Status: hiatus

You Promised Me the World

Cutting The Ties That Bind

The piece of lined paper stared up at Emma Thomas from her desk, taunting her to write everything she had felt for the past few months down on to it. Begging her to fill both sides with words that held enough venom, one bite would take down even the strongest man. But she knew that wasn’t her, she could never muster up enough courage to lash out at him. He had done the unthinkable, and all she could do was feel sorry.

So after an hour of looking at the blue lined paper, that was what she wrote. “I’m sorry”, two simple words that were anything but simple.

Emma was sorry though, sorry he was incapable of being a man, sorry she had ever met him, sorry he wasn’t what she thought, but most of all she was sorry she had to do this. Emma was sorry that this was what their relationship had been reduced to.

Folding the note up she tossed it in the bottom of a box she still had lying around, it was the last thing she wanted him to see. Next would come the only thing Kennedy had genuinely surprised her with, the blue velvet box which was still in the most pristine condition. She had feared even getting the slightest bit of dirt on it, ruining its soft texture with the tiniest scratch, making the happiest memory in her life dirty like all of the rest.

Prying the smooth object open with a familiar creak, the ach of a tight joint that sent shivers down her spine, Emma gazed at the silver ring with a fine cut diamond perched directly in the center. It wasn’t a huge and gaudy diamond, it was simple and small, something she had assumed he could afford. She had fallen in love with it the moment she set her eyes on it. The small piece of jewelry had come with so much attached to it then, and even more now.

Lifting the ring from its confines of the soft material, she placed it on her left hand. It still fit perfectly, but now it looked out of place much like the rest of the things awaiting their new home inside of a cardboard box.

Once everything had been packed neatly inside of the white box, Emma carried it out into the kitchen and lay it down on the scruffy looking table. Retrieving the clear packing tape from one of the drawers, she tapped the flaps shut and sighed. These were the last of his things; now all physical memory of Kennedy Brock had been erased.

As Emma glanced around her apartment now, she wasn’t reminded that he was supposed to move in with her. She wasn’t reminded that they had come to see it together, planned out every room, paid first and last months rent, painted it and picked out furniture. She no longer remembered moving in alone, wondering how she would afford any of this on her own. For the first time in months, Emma felt like she was able to move on guilt free. She was living her life now, not their life.

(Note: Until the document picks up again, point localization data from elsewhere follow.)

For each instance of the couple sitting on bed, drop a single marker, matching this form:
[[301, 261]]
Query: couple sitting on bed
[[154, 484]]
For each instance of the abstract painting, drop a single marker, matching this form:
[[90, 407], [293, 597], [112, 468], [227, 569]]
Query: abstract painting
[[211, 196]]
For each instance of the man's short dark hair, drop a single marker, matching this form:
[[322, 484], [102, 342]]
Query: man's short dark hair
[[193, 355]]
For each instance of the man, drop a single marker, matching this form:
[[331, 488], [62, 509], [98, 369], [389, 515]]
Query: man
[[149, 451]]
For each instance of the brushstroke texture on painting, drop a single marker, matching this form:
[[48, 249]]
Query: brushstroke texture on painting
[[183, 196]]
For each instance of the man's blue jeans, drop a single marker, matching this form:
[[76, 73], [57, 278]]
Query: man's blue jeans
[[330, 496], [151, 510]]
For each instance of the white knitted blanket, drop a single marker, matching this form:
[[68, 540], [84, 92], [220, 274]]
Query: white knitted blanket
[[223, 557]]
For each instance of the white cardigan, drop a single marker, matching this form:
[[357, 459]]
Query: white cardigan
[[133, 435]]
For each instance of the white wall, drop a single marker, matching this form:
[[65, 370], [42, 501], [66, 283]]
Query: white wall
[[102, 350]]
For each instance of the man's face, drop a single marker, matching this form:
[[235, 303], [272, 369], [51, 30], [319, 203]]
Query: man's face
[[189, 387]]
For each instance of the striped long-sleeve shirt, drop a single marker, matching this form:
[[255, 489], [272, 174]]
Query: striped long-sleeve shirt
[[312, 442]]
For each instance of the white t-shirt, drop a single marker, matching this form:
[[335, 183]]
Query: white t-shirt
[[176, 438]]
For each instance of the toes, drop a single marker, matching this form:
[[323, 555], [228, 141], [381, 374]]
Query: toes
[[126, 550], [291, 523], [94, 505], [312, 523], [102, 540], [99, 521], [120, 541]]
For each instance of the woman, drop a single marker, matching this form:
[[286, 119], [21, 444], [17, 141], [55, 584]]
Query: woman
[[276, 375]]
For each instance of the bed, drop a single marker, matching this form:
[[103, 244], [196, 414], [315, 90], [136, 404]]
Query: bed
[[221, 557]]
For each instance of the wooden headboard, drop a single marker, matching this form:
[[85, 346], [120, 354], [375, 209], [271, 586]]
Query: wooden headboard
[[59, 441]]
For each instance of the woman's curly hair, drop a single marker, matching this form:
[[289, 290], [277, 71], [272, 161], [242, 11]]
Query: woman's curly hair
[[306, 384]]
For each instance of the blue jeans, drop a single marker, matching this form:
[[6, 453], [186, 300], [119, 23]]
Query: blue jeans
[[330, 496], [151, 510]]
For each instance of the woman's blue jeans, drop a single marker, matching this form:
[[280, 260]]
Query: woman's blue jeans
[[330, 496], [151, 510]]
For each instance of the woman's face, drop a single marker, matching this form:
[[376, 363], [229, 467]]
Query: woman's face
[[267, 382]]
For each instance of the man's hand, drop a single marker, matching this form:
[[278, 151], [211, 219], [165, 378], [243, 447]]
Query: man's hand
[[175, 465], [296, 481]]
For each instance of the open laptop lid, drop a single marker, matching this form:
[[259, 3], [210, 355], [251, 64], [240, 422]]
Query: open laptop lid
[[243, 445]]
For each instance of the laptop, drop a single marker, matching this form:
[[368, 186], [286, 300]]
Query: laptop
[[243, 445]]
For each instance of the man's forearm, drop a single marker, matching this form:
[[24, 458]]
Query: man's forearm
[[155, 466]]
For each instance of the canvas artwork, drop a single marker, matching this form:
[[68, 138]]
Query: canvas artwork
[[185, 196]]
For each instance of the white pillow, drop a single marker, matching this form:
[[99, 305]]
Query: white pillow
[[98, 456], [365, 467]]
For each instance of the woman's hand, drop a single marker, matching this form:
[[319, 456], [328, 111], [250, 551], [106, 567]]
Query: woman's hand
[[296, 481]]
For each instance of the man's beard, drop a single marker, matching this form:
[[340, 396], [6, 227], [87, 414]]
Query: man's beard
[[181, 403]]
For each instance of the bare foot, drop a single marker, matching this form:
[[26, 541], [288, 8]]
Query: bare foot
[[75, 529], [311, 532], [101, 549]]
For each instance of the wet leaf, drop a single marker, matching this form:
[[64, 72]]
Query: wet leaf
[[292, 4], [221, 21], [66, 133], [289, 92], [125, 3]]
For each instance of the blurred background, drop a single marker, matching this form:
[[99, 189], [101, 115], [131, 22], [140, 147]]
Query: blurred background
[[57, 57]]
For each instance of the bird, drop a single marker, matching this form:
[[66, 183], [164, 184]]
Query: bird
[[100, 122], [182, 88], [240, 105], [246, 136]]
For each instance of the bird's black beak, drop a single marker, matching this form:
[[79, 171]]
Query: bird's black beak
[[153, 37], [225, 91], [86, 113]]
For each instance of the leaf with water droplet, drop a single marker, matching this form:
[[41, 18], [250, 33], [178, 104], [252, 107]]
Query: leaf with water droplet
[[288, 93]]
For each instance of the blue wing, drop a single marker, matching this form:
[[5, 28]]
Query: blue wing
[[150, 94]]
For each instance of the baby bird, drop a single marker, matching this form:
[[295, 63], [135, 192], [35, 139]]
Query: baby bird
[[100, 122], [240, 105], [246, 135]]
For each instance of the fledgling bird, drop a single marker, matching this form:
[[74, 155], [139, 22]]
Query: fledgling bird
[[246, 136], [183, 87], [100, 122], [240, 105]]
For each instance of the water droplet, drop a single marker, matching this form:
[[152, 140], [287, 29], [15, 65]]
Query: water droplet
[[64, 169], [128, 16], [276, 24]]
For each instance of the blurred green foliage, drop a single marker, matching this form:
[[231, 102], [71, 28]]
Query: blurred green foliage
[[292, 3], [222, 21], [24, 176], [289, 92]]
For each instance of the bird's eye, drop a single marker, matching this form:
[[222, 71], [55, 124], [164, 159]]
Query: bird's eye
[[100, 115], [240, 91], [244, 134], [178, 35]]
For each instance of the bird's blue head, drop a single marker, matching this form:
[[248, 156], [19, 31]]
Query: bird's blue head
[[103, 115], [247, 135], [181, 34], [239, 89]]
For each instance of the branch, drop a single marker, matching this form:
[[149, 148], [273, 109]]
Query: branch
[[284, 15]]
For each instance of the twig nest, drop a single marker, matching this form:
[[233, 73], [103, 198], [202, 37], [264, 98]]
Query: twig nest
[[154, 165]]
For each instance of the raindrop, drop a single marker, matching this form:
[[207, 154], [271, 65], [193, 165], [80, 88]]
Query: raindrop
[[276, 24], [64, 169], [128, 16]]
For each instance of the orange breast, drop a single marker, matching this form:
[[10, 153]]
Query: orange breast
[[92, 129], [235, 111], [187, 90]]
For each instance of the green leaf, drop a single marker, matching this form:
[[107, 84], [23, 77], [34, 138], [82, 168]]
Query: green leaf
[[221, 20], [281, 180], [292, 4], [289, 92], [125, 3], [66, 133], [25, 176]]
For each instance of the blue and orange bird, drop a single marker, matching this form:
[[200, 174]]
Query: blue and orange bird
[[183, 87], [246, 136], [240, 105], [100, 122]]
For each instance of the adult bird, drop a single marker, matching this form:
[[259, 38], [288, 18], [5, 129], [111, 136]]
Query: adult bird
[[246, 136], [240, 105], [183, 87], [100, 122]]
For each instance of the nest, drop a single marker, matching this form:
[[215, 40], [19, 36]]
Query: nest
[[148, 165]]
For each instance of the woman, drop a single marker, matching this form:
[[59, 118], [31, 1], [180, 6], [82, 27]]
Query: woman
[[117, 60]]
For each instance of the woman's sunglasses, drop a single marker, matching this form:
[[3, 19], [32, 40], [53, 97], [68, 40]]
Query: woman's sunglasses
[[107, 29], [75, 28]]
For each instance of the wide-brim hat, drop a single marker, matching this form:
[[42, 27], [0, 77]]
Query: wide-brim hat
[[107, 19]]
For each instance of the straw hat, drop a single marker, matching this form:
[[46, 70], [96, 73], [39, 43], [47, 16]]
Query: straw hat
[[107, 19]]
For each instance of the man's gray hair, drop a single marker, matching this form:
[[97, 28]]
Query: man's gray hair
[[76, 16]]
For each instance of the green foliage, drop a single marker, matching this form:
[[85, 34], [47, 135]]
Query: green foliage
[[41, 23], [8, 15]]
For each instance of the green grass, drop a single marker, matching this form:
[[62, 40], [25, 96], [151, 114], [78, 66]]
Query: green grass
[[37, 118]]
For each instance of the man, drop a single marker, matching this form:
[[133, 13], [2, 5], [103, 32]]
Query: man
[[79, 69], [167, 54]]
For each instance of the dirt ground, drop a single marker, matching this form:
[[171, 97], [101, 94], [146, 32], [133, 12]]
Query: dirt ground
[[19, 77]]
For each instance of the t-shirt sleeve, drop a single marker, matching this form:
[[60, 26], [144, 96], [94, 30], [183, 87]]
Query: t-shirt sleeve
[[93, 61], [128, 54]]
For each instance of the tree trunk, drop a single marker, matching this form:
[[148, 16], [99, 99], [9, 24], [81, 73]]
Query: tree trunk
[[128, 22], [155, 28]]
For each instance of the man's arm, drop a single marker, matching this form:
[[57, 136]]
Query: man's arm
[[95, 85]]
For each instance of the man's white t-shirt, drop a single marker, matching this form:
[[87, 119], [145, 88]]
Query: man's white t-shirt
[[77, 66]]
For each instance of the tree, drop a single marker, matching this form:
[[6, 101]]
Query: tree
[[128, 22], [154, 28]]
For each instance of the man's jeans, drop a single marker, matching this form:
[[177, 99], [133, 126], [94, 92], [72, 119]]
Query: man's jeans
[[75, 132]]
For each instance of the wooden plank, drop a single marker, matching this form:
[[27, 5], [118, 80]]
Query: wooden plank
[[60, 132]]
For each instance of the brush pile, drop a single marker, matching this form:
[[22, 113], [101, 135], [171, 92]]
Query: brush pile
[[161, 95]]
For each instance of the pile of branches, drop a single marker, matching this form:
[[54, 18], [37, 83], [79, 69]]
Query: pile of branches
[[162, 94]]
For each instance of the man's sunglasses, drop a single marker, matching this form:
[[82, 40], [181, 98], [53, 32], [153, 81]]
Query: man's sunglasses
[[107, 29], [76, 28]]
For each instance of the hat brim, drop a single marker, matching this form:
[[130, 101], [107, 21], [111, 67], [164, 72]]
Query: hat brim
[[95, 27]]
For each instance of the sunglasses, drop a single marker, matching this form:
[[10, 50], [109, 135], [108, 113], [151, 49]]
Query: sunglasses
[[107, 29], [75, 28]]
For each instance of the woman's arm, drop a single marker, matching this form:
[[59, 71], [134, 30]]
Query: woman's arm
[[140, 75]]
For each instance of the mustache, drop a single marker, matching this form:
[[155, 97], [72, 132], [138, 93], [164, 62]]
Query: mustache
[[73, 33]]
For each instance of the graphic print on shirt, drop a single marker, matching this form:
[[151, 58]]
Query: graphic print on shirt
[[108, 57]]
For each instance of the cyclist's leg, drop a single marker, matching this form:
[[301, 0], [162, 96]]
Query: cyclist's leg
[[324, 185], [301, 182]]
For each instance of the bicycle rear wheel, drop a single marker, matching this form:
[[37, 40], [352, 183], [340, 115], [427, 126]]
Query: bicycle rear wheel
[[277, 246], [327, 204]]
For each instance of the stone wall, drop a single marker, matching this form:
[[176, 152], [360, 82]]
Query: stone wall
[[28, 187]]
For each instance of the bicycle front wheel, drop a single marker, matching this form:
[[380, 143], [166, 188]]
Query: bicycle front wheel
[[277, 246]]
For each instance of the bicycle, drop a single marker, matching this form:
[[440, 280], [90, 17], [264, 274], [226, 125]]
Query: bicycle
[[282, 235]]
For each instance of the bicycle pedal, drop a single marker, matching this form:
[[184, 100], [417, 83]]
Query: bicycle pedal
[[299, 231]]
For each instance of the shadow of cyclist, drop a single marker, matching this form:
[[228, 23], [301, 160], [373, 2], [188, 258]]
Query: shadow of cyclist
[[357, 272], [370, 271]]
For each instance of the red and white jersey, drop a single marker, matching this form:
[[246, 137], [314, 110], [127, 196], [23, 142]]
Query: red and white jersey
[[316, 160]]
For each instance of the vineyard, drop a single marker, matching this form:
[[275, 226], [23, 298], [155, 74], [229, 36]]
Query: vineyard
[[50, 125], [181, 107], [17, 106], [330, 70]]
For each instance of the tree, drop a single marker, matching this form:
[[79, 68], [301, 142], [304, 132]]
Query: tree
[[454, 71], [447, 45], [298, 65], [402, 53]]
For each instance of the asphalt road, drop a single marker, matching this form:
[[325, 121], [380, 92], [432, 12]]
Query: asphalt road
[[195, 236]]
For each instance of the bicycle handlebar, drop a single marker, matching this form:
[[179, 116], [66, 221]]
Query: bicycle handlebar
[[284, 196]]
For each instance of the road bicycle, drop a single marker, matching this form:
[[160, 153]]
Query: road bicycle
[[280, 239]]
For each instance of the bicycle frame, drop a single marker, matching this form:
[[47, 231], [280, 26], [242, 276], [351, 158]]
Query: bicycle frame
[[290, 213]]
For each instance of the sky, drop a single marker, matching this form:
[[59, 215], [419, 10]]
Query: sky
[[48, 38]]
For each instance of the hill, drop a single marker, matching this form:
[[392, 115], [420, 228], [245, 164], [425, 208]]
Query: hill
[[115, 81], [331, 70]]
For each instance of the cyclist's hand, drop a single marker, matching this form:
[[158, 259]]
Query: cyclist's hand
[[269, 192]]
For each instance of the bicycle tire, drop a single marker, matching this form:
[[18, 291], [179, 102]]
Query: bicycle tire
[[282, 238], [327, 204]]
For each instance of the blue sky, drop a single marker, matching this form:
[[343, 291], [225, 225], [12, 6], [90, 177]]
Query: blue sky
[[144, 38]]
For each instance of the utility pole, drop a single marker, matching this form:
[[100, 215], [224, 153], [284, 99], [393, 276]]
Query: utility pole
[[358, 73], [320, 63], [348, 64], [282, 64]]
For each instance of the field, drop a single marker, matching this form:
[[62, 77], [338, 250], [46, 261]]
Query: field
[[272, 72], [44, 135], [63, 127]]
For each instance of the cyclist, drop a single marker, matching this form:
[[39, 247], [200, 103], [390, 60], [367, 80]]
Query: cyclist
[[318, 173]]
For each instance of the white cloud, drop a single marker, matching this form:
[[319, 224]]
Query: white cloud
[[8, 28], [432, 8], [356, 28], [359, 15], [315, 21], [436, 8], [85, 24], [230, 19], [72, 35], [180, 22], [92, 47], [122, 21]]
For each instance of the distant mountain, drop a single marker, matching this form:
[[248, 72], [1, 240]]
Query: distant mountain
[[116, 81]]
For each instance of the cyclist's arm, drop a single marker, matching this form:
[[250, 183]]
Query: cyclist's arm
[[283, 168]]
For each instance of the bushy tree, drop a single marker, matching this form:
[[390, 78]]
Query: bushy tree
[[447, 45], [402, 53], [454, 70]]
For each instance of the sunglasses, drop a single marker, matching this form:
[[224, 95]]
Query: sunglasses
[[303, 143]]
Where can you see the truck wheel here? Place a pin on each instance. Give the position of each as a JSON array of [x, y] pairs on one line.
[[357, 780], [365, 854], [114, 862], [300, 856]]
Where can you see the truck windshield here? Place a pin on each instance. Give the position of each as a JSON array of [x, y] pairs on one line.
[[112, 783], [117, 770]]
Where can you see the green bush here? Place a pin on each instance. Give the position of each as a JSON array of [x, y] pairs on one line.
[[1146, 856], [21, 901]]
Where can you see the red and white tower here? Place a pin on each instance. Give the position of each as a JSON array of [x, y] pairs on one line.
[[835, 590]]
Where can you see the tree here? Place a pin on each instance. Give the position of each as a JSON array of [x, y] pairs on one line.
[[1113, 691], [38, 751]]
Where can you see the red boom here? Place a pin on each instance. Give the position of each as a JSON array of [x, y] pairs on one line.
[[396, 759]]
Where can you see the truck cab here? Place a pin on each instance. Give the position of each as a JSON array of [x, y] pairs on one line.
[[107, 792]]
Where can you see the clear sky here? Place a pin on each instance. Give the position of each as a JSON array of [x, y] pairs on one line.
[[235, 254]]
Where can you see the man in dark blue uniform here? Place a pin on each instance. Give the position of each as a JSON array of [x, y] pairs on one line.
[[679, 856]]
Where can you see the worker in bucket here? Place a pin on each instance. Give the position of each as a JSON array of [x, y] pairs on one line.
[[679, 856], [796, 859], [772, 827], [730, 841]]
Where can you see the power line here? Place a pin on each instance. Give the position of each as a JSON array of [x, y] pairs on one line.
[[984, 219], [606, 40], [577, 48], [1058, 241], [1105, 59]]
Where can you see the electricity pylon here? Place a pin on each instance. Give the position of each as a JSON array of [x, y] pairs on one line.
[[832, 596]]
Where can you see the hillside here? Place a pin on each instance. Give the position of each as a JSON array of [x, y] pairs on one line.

Placing the box on the passenger seat of her car, Emma made the familiar drive towards the Brock household. A home that she had spent many nights in, people she had called her second family, where she had fallen in love and gotten her heartbroken. She walked up the driveway, knocked on the door and smiled sympathetically at the women who answered.

“Hello Mrs. Brock,” Emma greeted quietly.

The formal tone sent a shock through both women; the younger girl had not been this formal since they had met for the first time. Even that formal tone had quickly been replaced by first names and the loving words a second mother would give her daughter.

“Emma, it’s nice to see you dear,” his mother replied noticing the heaving white box in her son’s former girlfriend’s arms. “Let me take that from you.”

“No, thank you Mrs. Brock, I would really like to bring it in myself if it’s okay with you,” Emma said shyly, feeling awful that they had to have this exchange.

The older women’s face contorted with confusion for a moment, before realizing what the box in Emma’s arms really was. This was it, she was coming to do the cliché thing of “dropping off Kennedy’s things”, a moment his mother hoped she would never have to see.

“Oh, of course come on in,” she nodded, opening the door further. “You know what room it is, just go on up.”

“Thank you so much, I won’t be long,” Emma nodded in return.

Carefully moving through the doorway and removing her shoes, Emma began the walk she had been dreading since her relationship with Kennedy had ended.

Every room held moments in time, prom pictures, late night movies, pool side days, family functions. She tried her best not to falter, fumble over her feet that wanted nothing more than to run away. But she kept pushing forward until those feet hit the stairs, took her down the hall and stopped her at his bedroom door.

She turned the knob with ease, like she had so many times before and stepped in to shut herself inside. Glancing around she smiled slightly, better times had been had between these walls. Memories were hidden behind glass or sprawled on a cork board, push pins of every color securing them there. She took comfort in those good times, wanted to shrink behind the glass and relive them.

Just when she was almost too lost inside the memories, the heavy box tugged her back to reality. Taking a deep breath she placed it down on the floor, picking a spot where it would be the first thing he would see without tripping over it.

And just like that Emma had released all ties she had to Kennedy, ties she thought that she would never be able to cut. Now that they were gone, she could go on living her life.